Quand ces réponses sont incohérentes ou absentes, l’enfant développe une insécurité affective. Il peut apprendre à se méfier du lien, à se méfier du besoin même d’être nourri. Dans certains cas, il se coupe de ses sensations, il devient "anorexique" du lien, fuyant la dépendance et le besoin. Dans d’autres cas, il cherche désespérément à combler un vide et peut tomber dans des conduites addictives, dont l’hyperphagie et la boulimie sont des expressions.

Le manque et la compensation : quand la nourriture devient un substitut

Ce qui manque dans l’enfance ne disparaît pas. Il laisse une empreinte silencieuse qui, plus tard, cherche à se combler autrement. La nourriture devient alors un refuge, une réponse à une carence affective. Manger peut être une tentative de combler un vide, un moyen d’apaiser l’angoisse, une manière de se punir ou de se protéger.

L’anorexie et la boulimie sont souvent une tentative de reprendre le contrôle sur une émotion qui submerge. Soit en refusant toute nourriture pour tenter d’exister sans besoin, soit en se remplissant jusqu’à l’excès pour étouffer un manque ou une douleur.

Comprendre pour ne plus culpabiliser

Il est essentiel de comprendre que ces comportements ne relèvent pas d’une question de volonté ou de faiblesse. Ils sont la conséquence d’un vécu, d’un lien blessé qui s’exprime par le corps et la nourriture.

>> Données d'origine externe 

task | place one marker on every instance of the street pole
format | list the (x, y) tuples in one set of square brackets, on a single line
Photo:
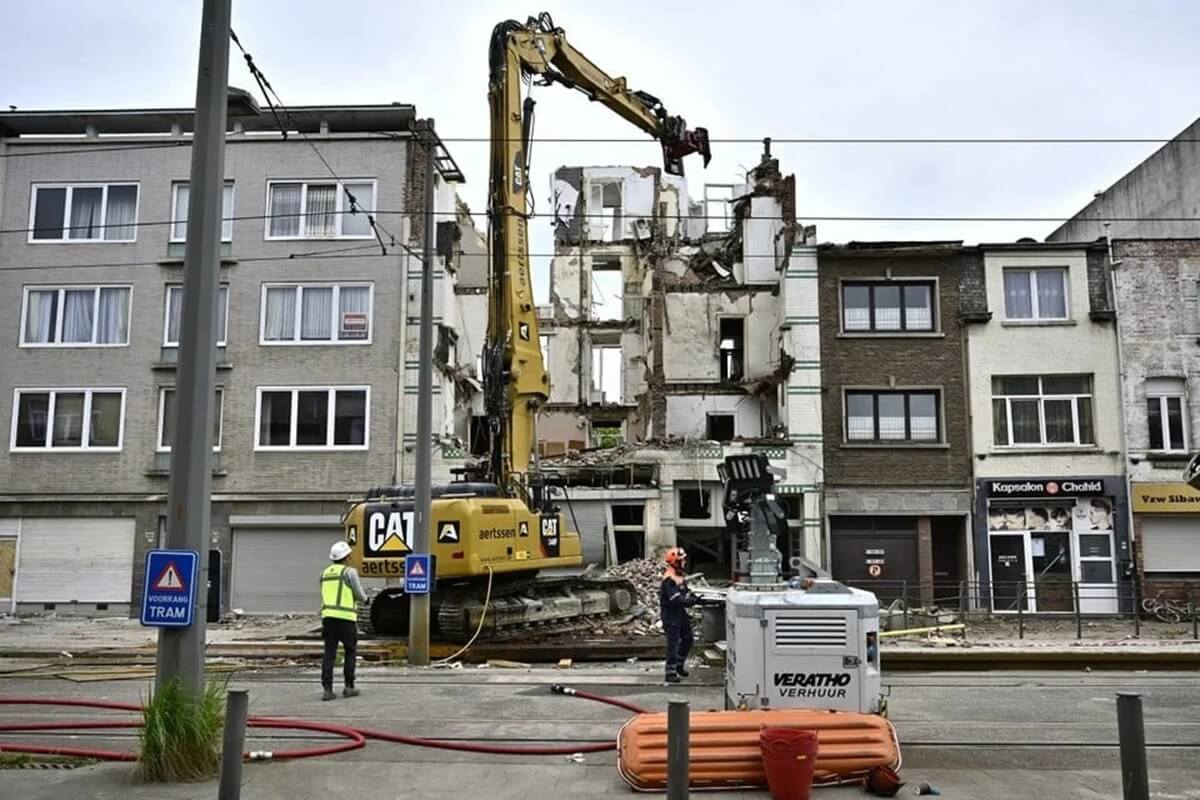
[(419, 605), (190, 491)]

Si ces troubles ont une origine, alors ils ne sont pas une fatalité. Ils peuvent être compris, dénoués et transformés. La première étape est de reconnaître que derrière le symptôme se cache un besoin non nourri. Ce besoin n’est pas une honte. Il est une part légitime de notre histoire.

Vers une réparation du lien

Guérir, c’est d’abord retrouver un rapport plus serein à soi-même et à ses besoins. C’est comprendre que la nourriture n’est pas l’ennemi, mais qu’elle a pris un rôle qu’elle n’aurait jamais dû avoir : celui d’un pansement affectif.

C’est aussi réapprendre à être nourri autrement : par des liens sains, par la parole, par la tendresse, par la reconnaissance de ce que l’on a vécu. C’est parfois un chemin long, mais il est possible. La résilience est cette capacité à transformer la douleur en une force, à se reconstruire malgré les blessures.

Boris Cyrulnik le rappelle : nous ne sommes pas condamnés par notre passé. Ce qui a été blessé peut être réparé. Ce qui a manqué peut être retrouvé autrement. Si le lien nous a blessés, c’est aussi par le lien que nous pouvons guérir.